Well, here is Graeme Macrae Burnet, a Scottish writer whose His Bloody Project was shortlisted for the Booker in 2015, disclosing that after he wrote a blog piece about the once notorious, now largely forgotten, 1960s psychotherapist A. Collins Braithwaite, he was sent previously unseen notebooks written by a young woman who had been his patient.
Burnet believes the notebooks to be genuine, but stresses there is no way of knowing for sure. There are small factual errors — the name of a pub, topographical inconsistencies — but any contemporaneous account may contain inaccuracies. He makes little other comment, and publishes the notebooks for us to decide for ourselves.
The writer of the notebooks has a motive for seeking out the contrary Braithwaite: her sister, an academic high flier, had been his patient before inexplicably killing herself. Now suffering from a delayed grief reaction, and aware that she had sometimes been less than kind to her sibling, she determines to investigate the renegade psychotherapist to discover whether he was negligent.

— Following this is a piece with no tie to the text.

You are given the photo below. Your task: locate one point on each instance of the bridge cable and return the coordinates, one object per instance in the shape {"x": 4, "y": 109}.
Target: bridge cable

The notebooks are interspersed with a biography of Braithwaite by Burnet, who tells us he has studied his books. Both strands quickly become compelling. Despite being mired in the prudish, homophobic values of the day, the woman is outspoken, although we learn this is not her norm: in real life she is shy and friendless. She thinks of herself as having two different personas: a quiet exterior, and an inner self that buzzes with daring opinions and longs to cast off the mantle of good behaviour. She visits Braithwaite under the false name Rebecca Smyth.
It is ironic that she thinks of herself as having an inner and an outer persona since one of Braithwaite’s theories is that a person is all of their selves, including simulated facades, and even the delusional and hallucinating ‘self’ that psychotic patients become during an acute breakdown is a fundamental part of them.
If this is not the first book by Burnet you’ve read you will know that he sometimes presents fiction as fact. Does the woman’s voice ever sound similar to his own — for example, in its habit of using French phrases? Have you checked any of the biographical details given about Braithwaite? Did he ever exist? And if not, does this make the story any less intriguing? The answer to that is a resounding ‘no’.I was hooked like a fish.